Além disso, boa parte da elite brasileira tem consciência de que depende do Estado e que, em muitos casos, fez fortuna com favorecimentos estatais; então, antes de ser contra os governos e a política, e de se intitular apolítica, ela busca é forjar alianças no meio político.
Para a classe pobre o mérito nunca foi solução; ela vive travada pela falta de oportunidades, de condições ou pelo limitado potencial individual. Assim, ser meritocrata implicaria não só assumir que o seu insucesso é fruto da falta de mérito pessoal, como também relegar apenas para si a responsabilidade pela superação da sua condição.
E ela sabe que não existem soluções pela via do mérito individual para as dezenas de milhões de brasileiros que vivem em condições de pobreza, e que seguramente dependem das políticas públicas para melhorar de vida.

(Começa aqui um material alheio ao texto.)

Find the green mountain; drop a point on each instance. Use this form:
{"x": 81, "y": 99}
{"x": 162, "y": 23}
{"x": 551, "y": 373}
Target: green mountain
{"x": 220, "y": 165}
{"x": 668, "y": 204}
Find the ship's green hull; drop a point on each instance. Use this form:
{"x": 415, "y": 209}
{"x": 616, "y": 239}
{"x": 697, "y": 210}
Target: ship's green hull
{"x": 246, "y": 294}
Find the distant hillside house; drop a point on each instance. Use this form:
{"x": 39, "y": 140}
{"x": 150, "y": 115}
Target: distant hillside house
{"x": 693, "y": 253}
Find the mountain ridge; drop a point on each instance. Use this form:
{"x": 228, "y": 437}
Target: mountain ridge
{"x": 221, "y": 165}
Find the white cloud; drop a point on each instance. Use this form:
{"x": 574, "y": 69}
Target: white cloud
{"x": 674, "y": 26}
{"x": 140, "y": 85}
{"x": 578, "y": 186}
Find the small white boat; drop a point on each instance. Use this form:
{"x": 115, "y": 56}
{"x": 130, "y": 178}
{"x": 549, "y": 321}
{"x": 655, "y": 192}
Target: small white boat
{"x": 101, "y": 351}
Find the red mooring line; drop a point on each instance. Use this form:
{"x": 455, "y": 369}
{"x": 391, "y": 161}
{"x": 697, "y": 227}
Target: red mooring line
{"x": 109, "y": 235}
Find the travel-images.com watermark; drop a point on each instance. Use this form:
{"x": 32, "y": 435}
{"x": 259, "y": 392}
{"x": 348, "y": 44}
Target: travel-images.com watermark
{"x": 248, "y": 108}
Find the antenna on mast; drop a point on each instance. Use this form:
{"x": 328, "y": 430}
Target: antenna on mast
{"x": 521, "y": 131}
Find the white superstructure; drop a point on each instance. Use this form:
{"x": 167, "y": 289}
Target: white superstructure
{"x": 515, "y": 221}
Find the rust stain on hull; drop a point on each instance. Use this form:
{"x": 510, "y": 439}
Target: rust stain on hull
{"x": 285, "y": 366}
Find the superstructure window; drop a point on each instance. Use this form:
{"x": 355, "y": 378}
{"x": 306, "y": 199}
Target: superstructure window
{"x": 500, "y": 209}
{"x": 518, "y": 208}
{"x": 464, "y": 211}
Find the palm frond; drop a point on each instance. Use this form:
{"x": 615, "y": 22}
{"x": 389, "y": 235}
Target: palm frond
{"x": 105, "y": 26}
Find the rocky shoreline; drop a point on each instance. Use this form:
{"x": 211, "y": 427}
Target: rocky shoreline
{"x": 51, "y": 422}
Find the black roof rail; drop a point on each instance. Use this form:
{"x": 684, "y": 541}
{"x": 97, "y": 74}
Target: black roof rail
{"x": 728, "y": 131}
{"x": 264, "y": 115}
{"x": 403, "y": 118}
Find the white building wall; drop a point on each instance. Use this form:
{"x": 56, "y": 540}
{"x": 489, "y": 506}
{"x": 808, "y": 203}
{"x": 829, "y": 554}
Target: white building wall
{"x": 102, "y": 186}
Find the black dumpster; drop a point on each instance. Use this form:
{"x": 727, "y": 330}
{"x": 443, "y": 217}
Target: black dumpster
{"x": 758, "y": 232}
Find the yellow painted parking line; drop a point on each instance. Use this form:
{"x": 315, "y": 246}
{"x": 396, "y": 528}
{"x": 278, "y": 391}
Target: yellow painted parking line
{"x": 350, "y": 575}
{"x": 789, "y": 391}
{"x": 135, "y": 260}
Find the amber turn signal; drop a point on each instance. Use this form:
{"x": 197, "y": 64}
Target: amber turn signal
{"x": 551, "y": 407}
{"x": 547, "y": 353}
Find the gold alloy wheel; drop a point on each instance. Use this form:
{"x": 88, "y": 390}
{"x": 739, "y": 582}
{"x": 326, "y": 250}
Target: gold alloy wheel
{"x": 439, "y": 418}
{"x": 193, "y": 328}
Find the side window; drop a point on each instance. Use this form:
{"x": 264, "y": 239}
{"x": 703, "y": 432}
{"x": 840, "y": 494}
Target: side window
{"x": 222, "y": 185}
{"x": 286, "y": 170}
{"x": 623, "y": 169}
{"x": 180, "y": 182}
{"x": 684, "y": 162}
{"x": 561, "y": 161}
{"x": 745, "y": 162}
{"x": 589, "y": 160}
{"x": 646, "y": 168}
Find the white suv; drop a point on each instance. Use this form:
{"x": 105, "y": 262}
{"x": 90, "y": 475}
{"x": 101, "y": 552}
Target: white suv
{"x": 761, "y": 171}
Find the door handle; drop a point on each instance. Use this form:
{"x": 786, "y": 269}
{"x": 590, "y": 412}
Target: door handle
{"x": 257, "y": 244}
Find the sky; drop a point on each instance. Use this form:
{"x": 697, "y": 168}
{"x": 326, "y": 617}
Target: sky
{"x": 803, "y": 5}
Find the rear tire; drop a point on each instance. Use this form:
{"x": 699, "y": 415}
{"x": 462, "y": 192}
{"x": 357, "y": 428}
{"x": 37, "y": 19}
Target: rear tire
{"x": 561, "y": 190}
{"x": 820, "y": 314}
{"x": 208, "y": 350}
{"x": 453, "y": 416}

Então, nem pobres nem ricos tem razões para serem meritocratas.
A meritocracia é uma forma de justificação das posições sociais de poder com base no merecimento, normalmente calcado em valências individuais, como inteligência, habilidade e esforço.
Supostamente, portanto, uma sociedade meritocrática se sustentaria na ética do merecimento, algo aceitável para os nossos padrões morais.
Aliás, todos nós educamos nossos filhos e tentamos agir no dia a dia com base na valorização do mérito. Nós valorizamos o esforço e a responsabilidade, educamos nossas crianças para serem independentes, para fazerem por merecer suas conquistas, motivamo-as para o estudo, para terem uma carreira honrosa e digna, para buscarem por méritos próprios o seu lugar na sociedade.
Então, o que há de errado com a meritocracia, como pode ela tornar alguém reacionário?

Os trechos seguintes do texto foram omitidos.